TLC plates are made by mixing the adsorbent, such as silica gel, with a small amount of inert binder like calcium sulfate (gypsum) and water. This mixture is spread as a thick slurry on an inert carrier sheet, usually glass, thick aluminum foil, or plastic, and the resultant plate is dried and activated by heating in an oven. The thickness of the adsorbent layer is typically around 0.1–0.25 mm for analytical purposes and around 1–2 mm for preparative TLC.

[edit] Technique

The process is similar to paper chromatography with the advantage of faster runs, better separations, and the choice between different stationary phases. Because of its simplicity and speed TLC is often used for monitoring chemical reactions and for the qualitative analysis of reaction products.

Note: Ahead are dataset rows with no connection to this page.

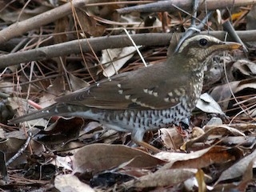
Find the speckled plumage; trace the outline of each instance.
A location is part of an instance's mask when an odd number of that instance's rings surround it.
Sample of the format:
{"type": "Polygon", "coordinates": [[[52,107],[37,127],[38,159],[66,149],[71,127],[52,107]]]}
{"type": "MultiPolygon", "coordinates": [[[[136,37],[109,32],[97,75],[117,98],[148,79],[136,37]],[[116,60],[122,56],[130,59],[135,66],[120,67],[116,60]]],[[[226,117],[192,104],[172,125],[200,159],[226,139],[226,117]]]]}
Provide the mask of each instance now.
{"type": "Polygon", "coordinates": [[[195,35],[185,40],[165,62],[101,81],[10,122],[78,116],[99,121],[110,129],[131,132],[133,140],[141,142],[146,131],[189,118],[201,94],[205,61],[218,50],[240,47],[238,43],[195,35]]]}

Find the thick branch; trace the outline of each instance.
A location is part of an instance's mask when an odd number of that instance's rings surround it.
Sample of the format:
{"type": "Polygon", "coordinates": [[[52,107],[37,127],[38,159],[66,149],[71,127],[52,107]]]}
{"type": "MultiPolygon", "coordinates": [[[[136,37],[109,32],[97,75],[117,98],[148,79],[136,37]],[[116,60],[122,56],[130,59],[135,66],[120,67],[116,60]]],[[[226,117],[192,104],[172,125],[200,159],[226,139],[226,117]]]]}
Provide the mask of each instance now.
{"type": "MultiPolygon", "coordinates": [[[[202,32],[202,34],[206,33],[208,32],[202,32]]],[[[237,33],[243,42],[256,41],[256,30],[237,31],[237,33]]],[[[226,32],[214,31],[210,34],[223,40],[226,32]]],[[[180,35],[182,35],[182,34],[180,35]]],[[[172,34],[140,34],[131,35],[138,46],[168,45],[171,36],[172,34]]],[[[74,40],[40,47],[35,50],[2,55],[0,57],[0,68],[5,68],[22,62],[43,60],[70,54],[80,54],[79,43],[82,45],[83,52],[88,52],[90,51],[88,42],[91,45],[94,51],[99,51],[108,48],[132,46],[130,40],[126,35],[113,35],[109,37],[82,39],[80,42],[78,40],[74,40]]]]}

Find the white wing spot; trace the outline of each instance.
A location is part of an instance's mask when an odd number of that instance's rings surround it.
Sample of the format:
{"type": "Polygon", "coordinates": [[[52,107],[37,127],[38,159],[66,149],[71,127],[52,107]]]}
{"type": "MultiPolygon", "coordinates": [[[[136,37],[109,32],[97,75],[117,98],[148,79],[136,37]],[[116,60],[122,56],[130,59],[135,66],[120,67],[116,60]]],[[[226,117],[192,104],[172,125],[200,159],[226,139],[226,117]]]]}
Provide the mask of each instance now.
{"type": "Polygon", "coordinates": [[[126,99],[130,99],[130,94],[126,94],[126,95],[125,96],[125,98],[126,98],[126,99]]]}
{"type": "Polygon", "coordinates": [[[153,92],[153,95],[154,95],[154,97],[158,97],[158,92],[153,92]]]}
{"type": "Polygon", "coordinates": [[[171,97],[171,98],[174,97],[173,92],[169,92],[169,93],[168,93],[168,95],[169,95],[170,97],[171,97]]]}
{"type": "Polygon", "coordinates": [[[170,102],[170,98],[165,98],[163,99],[166,102],[170,102]]]}

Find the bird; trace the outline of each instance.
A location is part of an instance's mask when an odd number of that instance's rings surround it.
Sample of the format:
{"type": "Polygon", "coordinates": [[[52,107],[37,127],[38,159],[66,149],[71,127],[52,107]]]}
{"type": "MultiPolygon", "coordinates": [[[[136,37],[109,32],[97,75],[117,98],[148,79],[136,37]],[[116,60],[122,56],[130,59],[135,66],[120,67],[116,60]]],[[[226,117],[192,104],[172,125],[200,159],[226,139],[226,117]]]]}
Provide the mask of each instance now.
{"type": "Polygon", "coordinates": [[[237,42],[196,34],[185,39],[165,62],[101,80],[10,122],[80,117],[108,129],[130,132],[135,143],[154,149],[143,142],[144,134],[186,122],[201,95],[206,61],[219,51],[241,47],[237,42]]]}

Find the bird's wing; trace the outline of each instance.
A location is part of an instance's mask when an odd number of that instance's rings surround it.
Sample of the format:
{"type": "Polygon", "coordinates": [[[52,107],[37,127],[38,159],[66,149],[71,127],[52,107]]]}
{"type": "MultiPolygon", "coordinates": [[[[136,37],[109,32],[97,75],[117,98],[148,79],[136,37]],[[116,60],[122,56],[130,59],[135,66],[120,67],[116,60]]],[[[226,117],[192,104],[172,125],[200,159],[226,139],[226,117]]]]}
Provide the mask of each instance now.
{"type": "Polygon", "coordinates": [[[56,101],[110,110],[160,110],[174,106],[186,94],[185,83],[189,82],[189,77],[181,77],[180,71],[170,71],[161,65],[120,74],[56,101]]]}

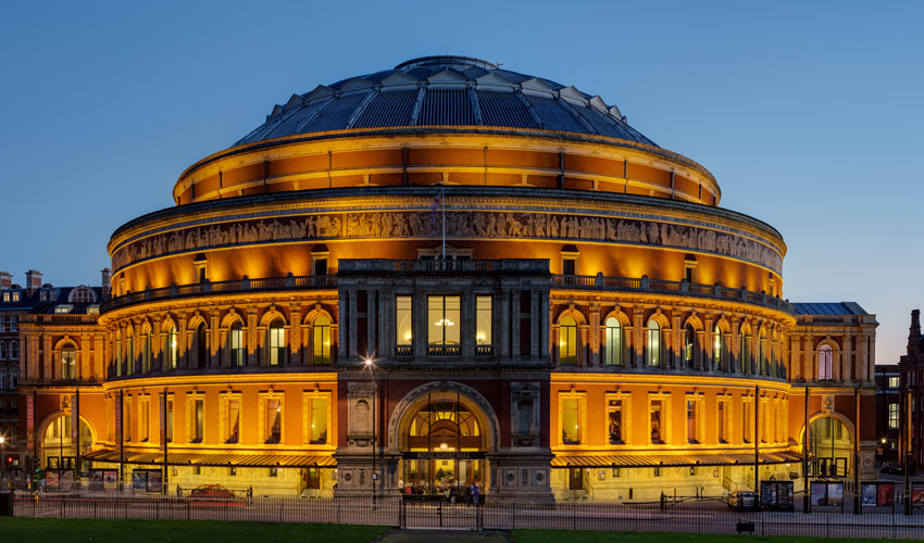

A small spot of solution containing the sample is applied to a plate, about one centimeter from the base. The plate is then dipped in to a suitable solvent, such as ethanol or water, and placed in a sealed container. The solvent moves up the plate by capillary action and meets the sample mixture, which is dissolved and is carried up the plate by the solvent. Different compounds in the sample mixture travel at different rates due to differences in solubility in the solvent, and due to differences in their attraction to the stationary phase. Results also vary depending on the solvent used. For example, if the solvent was a 90:10 mixture of hexane to ethyl acetate, then the solvent is more nonpolar than it is polar. This means that when analyzing the TLC, the nonpolar parts will move further up the plate. The polar compounds, in contrast, will not move as much. The reverse is true when using a solvent that is more polar than non-polar (10:90 hexane to ethyl acetate). With these solvents, the polar compounds will move higher up the plate, while the non-polar compounds will not move as much.

[edit] Analysis

As the chemicals being separated may be colourless, several methods exist to visualize the spots:

• Often a small amount of a fluorescent compound, usually Manganese-activated Zinc Silicate, is added to the adsorbent that allows the visualization of spots under a blacklight(UV₂₅₄). The adsorbent layer will thus fluoresce light green by itself, but spots of analyte quench this fluorescence.
• Iodine vapors are a general unspecific color reagent
• Specific color reagents exist into which the TLC plate is dipped or which are sprayed onto the plate

Once visible, the R_f value of each spot can be determined by dividing the distance travelled by the product by the total distance travelled by the solvent (the solvent front). These values depend on the solvent used, and the type of TLC plate, and are not physical constants.